To encourage consistent reporting, we introduced a lightweight, expressive rating system using smiley icons. This design decision lowered the barrier for quick input—especially useful for non-technical users who might otherwise hesitate to provide feedback.

I also implemented smart pre-filling of common issue types for quick reporting. Together, these decisions created a structured yet accessible feedback loop between users and the engineering team, helping us identify recurring issues and close the QA loop faster.

Led Vision for AI-Powered QA in Sessions

Beyond V1, I led the creation of a North Star vision for Sessions: automating the QA process using AI itself.

In partnership with data science, we validated the feasibility of using LLMs to automatically surface call insights, detect failures, and generate evaluation signals—transforming a manual, labor-intensive workflow into a scalable, intelligent system.

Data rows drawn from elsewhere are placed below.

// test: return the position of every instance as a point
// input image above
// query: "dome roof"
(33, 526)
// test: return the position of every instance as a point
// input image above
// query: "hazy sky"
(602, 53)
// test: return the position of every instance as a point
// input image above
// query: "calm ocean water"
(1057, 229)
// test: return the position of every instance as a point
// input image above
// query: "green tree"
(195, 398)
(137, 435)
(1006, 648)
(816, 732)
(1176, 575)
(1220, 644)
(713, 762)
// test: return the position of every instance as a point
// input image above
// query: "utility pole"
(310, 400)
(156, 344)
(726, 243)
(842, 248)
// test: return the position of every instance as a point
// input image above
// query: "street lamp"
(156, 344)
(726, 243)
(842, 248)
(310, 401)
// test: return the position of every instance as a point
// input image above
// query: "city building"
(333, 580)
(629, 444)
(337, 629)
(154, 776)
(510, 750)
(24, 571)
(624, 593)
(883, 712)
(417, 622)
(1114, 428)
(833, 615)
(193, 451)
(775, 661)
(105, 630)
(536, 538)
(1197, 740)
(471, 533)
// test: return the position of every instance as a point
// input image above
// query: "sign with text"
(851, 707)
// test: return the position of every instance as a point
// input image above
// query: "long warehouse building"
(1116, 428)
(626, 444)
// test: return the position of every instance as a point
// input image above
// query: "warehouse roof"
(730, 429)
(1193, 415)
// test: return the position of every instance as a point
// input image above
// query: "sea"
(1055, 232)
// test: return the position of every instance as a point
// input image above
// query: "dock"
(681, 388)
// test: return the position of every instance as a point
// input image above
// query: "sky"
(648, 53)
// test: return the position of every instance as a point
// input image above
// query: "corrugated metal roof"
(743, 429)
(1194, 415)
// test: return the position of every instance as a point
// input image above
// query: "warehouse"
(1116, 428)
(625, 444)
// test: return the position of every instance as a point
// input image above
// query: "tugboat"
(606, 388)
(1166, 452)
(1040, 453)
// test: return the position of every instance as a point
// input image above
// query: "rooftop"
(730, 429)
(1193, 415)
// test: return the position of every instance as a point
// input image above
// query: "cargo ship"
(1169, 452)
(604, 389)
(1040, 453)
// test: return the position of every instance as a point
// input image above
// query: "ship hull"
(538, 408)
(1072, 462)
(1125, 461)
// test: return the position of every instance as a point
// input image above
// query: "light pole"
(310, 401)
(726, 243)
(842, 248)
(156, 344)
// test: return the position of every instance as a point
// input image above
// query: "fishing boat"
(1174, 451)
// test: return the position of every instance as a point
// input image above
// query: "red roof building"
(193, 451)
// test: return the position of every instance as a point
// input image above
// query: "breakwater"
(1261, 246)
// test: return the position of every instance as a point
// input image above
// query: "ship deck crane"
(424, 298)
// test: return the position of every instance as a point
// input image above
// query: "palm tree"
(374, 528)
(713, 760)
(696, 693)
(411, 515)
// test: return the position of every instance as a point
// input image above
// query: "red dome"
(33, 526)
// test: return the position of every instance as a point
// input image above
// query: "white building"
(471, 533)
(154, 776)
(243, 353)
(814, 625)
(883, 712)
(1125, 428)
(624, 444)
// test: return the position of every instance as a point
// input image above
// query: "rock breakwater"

This North Star vision set the direction for the platform’s next generation of quality assurance, fundamentally changing how we think about AI performance evaluation at scale. To bring this future closer to reality, I designed early interaction models and UX foundations.

AI Content Indicators
Subtle visual icons marking AI-generated insights within the call review interface.

Task-Based AI Navigation
Seamless integration of AI tools into the user's natural workflow within Console, based on specific review tasks.

Onboarding Screens
Contextual guidance to help users understand and adopt AI features.

Feedback Modules
Lightweight, modular components enabling users to review and respond to various types of AI-generated outputs.

Impact

After the Sessions V1 launch, it became a core pillar of Syllable’s platform, enabling faster, clearer, and more collaborative AI evaluation.

2X faster QA cycles through streamlined navigation and in-call surfacing.

📊 12M+ calls reviewed across internal and client teams.

🔍 Wider adoption by enterprise partners using Sessions for audits and training.

🤝 Improved cross-functional workflow between QA, Engineering, and Customer Success.